Justice of the High Court
- Incumbent
- Assumed office 2 October 2017
- Monarch: Charles III

Personal details
- Born: 1970 (age 55–56) Oxford, England
- Alma mater: Newcastle University

= Matthew Nicklin =

British judge

Sir Matthew James Nicklin FRSA (born 1970) is an English High Court judge.

Nicklin was born in Oxford, England. He was educated at Tasker Milward Voluntary Controlled School in Haverfordwest. In 1992, he took a first in law from Newcastle University.

Nicklin was called to the bar at Lincoln's Inn in 1993 and practised from 1996, specialising in privacy and defamation law. In addition to practice, he wrote The Law of Privacy and the Media in 2002 which was taken into a third edition.

He served as a recorder from 2009 to 2017 and took silk in 2013. He was joint-head of chambers at 5RB from 2014 to 2017. He was a member of the Bar Standards Board from 2007 to 2013. In 2010, he was elected a Fellow of the Royal Society of Arts. He is on Newcastle Law School's advisory board.

On 2 October 2017, Nicklin was appointed a judge of the High Court and assigned to the Queen's Bench Division. He took the customary knighthood in the same year. Since February 2021, he has been Judge in Charge of the Media and Communications List.

On 22 July 2021, Nicklin presided over the Jamal Hijazi v Stephen Yaxley-Lennon case.

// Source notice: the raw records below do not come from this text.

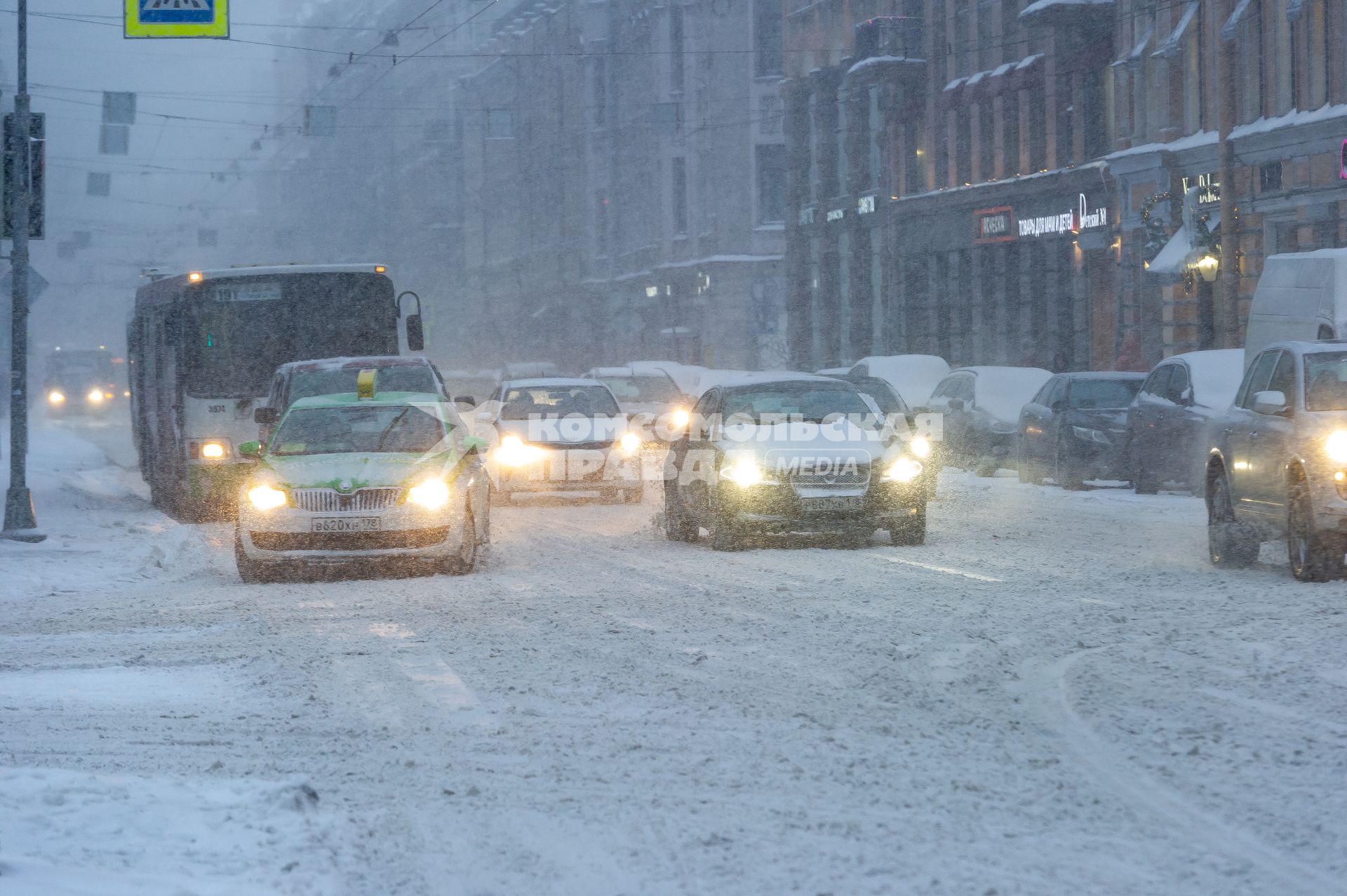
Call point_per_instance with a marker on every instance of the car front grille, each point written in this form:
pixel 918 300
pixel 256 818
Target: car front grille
pixel 333 502
pixel 348 541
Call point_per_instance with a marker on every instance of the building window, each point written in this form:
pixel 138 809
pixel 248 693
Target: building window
pixel 767 38
pixel 771 170
pixel 676 49
pixel 679 186
pixel 500 124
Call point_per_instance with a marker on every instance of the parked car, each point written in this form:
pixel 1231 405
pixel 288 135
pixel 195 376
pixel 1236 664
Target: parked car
pixel 741 472
pixel 1075 429
pixel 915 376
pixel 1300 295
pixel 1278 467
pixel 363 477
pixel 1168 422
pixel 981 414
pixel 336 376
pixel 556 434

In August 2026, Nicklin ordered seven well known public figures, including Prince Harry, who had lost their privacy case in July against Associated Newspapers Limited (ANL) to pay the publishers ANL, by 28 August, an interim £9.54m payment towards their legal costs, with a potential liability of up to £34.5m payable to ANL, once the costs have been fully assessed.